Selon la réforme de l'assurance-maladie d'août 2004, la Cades (caisse de remboursement de la dette sociale) pourra reprendre au maximum 6,7 milliards d'euros de dette de la branche maladie en 2006.

La Commission relève en outre que la réduction du déficit du régime général prévue cette année est "fragile".

Elle intègre une recette exceptionnelle de deux milliards d'euros tirée de la modification des modalités de taxation des plans d'épargne logement, "dont la plus grande partie sera perçue une fois pour toutes en 2006 et ne se retrouvera pas dans les comptes des années suivantes".

La reprise progressive de la croissance de la masse salariale du secteur privé, sur laquelle repose principalement ses recettes, permet au régime général de retrouver "progressivement un contexte plus favorable à son financement", indique la Commission.

En 2006, à la faveur d'un regain de l'activité économique et de la baisse du chômage, la croissance de la masse salariale se rapprocherait de sa tendance de longue période, estimée autour de 4%, après 2,9% en 2004 et 3,4% en 2005.

Au milieu de toutes ces mauvaises nouvelles, un point positif : "Pour la première fois depuis 2002, l'hypothèse retenue dans la loi de financement – une augmentation de 3,7 % de la masse salariale du secteur privé, déterminant principal pour le niveau des recettes – ne devrait pas être révisée à la baisse", d'où "un contexte plus favorable" au financement du régime général, se félicite la CCSS.
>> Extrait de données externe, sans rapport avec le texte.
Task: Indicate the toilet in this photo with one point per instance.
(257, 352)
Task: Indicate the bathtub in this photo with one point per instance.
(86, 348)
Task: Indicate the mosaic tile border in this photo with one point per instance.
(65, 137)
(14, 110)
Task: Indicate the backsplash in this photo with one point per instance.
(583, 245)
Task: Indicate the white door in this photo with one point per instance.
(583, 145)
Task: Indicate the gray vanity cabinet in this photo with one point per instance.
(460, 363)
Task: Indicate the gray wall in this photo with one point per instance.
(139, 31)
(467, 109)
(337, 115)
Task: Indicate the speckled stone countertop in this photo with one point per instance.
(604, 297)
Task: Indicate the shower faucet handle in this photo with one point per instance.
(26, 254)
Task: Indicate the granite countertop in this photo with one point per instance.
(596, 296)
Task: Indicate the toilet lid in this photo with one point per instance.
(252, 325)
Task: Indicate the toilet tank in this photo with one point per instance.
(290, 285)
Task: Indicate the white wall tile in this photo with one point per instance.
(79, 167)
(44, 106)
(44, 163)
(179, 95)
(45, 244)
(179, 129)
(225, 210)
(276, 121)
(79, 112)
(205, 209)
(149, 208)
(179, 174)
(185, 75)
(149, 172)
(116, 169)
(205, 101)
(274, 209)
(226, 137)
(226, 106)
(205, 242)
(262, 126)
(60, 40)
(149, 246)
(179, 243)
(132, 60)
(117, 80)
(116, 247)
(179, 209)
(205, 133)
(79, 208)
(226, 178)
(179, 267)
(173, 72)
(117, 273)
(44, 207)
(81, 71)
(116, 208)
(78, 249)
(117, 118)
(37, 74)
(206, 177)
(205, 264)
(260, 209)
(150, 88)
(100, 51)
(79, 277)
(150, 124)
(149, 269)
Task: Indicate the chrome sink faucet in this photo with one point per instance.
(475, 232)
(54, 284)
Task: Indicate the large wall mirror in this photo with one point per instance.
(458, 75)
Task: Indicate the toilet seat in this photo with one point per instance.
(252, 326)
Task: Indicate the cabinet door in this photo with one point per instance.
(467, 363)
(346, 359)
Ce constat alarmiste n'entame pas l'optimisme de Jacques Chirac. Devant le congrès de la Mutualité française, à Lyon, le président a assuré que "l'objectif de retour à l'équilibre fin 2007" de l'assurance maladie "sera tenu", si "nous restons fermement mobilisés". En déplacement à Poissy dans les Yvelines, le Premier ministre, Dominique de Villepin, a cependant estimé que "nous continuons à progresser dans la voie d'un équilibre" et appelé à "continuer l'effort là où on peut faire des économies". Plus prudent, le ministre de la Santé Xavier Bertrand précisait hier dans un entretien au Quotidien du médecin que son "intention était de parvenir à un déficit de la branche maladie inférieur à 4 milliards d'euros fin 2007".

Yves Clément commente cette nouvelle sur son blog et conclue "c’est la branche vieillesse qui dérape le plus en pourcentage, et on sait que la démographie ne sera pas une aide à la correction. Le fonds de réserve des retraites créé sous le gouvernement Jospin de 1999 ne sera pas non plus d’un grand secours, au rythme où il est doté."

Il est toujours étonnant de constater que devant une mauvaise nouvelle, les sortants sont toujours les plus optimistes.